The Nazi thing was just a mistake of his youth, Duke tells us now, like joy riding or cheating on a final. His campaign, he says, was nothing more than a plea for fairness, an attack on special favors for nonwhites. They got the right to sit at the lunch counter, he seems to say; how come now they're cutting in line for jobs flipping burgers? Blacks have made so much progress, why do they need more?
Could Duke's followers really be unaware that the successful blacks on TV are the exception, that the rule is still a once-enslaved, sub-nation trying to piece together its shattered family structure? The reasons they act as if they're unaware of it may be more than skin-deep.
This country has pulled off a unique social trick, most vividly in the Decade of the Rich and Famous just past. In most countries, the poor and middle class envy the rich and despise them for being so envied. Here, the rest of us envy the rich, but each of us fantasizes that, just a lottery ticket or major motion picture away, we'll become one of them.

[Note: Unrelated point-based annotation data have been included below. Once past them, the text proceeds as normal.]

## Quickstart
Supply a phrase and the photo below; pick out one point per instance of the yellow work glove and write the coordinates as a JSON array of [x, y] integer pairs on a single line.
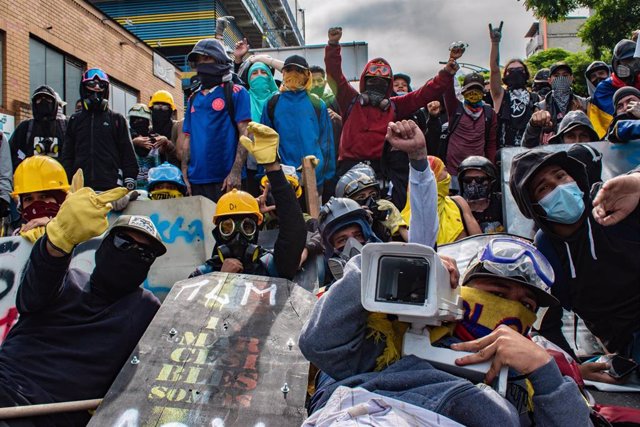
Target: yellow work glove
[[394, 220], [264, 146], [34, 234], [82, 216]]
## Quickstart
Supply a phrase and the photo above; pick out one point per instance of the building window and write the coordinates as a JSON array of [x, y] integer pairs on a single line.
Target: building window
[[53, 68], [1, 68], [122, 98]]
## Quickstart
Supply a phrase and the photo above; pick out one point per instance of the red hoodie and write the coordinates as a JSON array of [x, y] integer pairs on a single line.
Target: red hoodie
[[365, 127]]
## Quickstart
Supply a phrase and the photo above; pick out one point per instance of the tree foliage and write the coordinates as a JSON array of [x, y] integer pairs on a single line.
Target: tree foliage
[[612, 20]]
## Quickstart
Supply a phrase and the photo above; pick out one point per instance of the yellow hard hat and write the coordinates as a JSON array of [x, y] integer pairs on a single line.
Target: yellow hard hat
[[293, 181], [39, 173], [237, 202], [162, 96]]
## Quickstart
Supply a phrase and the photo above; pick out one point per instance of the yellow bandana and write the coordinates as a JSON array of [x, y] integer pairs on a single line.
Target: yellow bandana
[[484, 312]]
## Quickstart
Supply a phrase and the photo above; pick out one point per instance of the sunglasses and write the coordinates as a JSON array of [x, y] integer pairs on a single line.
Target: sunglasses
[[95, 83], [379, 69], [95, 73], [126, 243], [246, 226], [162, 107], [476, 179]]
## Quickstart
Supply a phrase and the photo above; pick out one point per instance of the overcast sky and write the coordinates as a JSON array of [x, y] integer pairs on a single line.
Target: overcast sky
[[413, 35]]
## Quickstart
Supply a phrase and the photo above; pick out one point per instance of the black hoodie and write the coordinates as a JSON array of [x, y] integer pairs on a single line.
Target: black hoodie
[[597, 269]]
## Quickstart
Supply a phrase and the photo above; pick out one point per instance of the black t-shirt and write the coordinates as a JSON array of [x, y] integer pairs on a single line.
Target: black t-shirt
[[69, 343]]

The flip side of Robin Leachifying the rich is that, given the basic human need to despise somebody, we focus on the poor. In a country with a chocolate chip on its shoulder, that sentiment has often gotten translated into racial terms ("Negroes are happier not reading," old-time Southerners used to proclaim. If the "Negroes" could have read, they might have competed with the near-poor rednecks for the few available jobs). And now, racial terms get shrouded in code words like "fairness," since even Duke doesn't want to look like an outright racist any more.
So among the bluebloods, life changes, if slowly. To keep their PGA television money, even the lily-whitest country clubs in deepest Dixie will now grudgingly admit the necessary number of well-to-do African-Americans. And Duke Youth are not out picketing the 19th hole. They're probably home, watching Oprah or Cos.
But, down where the trickle-down trickles, the progress machine is stuck in neutral. In our long struggle from slavery and genocide to some nicer way of dealing with nonwhites, the hard part remains. The easy changes--say, why not let them vote?--have already been made.
Meanwhile, we've got our little lives to lead. My friends and I adopt the Beat-up-Car Disguise to pass safely onto foreign turf (we still have an easier task than the black pedestrian on Rodeo Drive). And Gangster Chic, all jewels and gold and German cars, is a teen-age crack dealer's warped view of life on the less smoggy side of town. Somebody should set these kids straight and get them a subscription to the Robb Report or something.
These are disturbing thoughts at holiday time. Just remember: To play beautiful music on the piano, you need both the black keys and the white keys.
Maybe that's why so many American kids take up the guitar.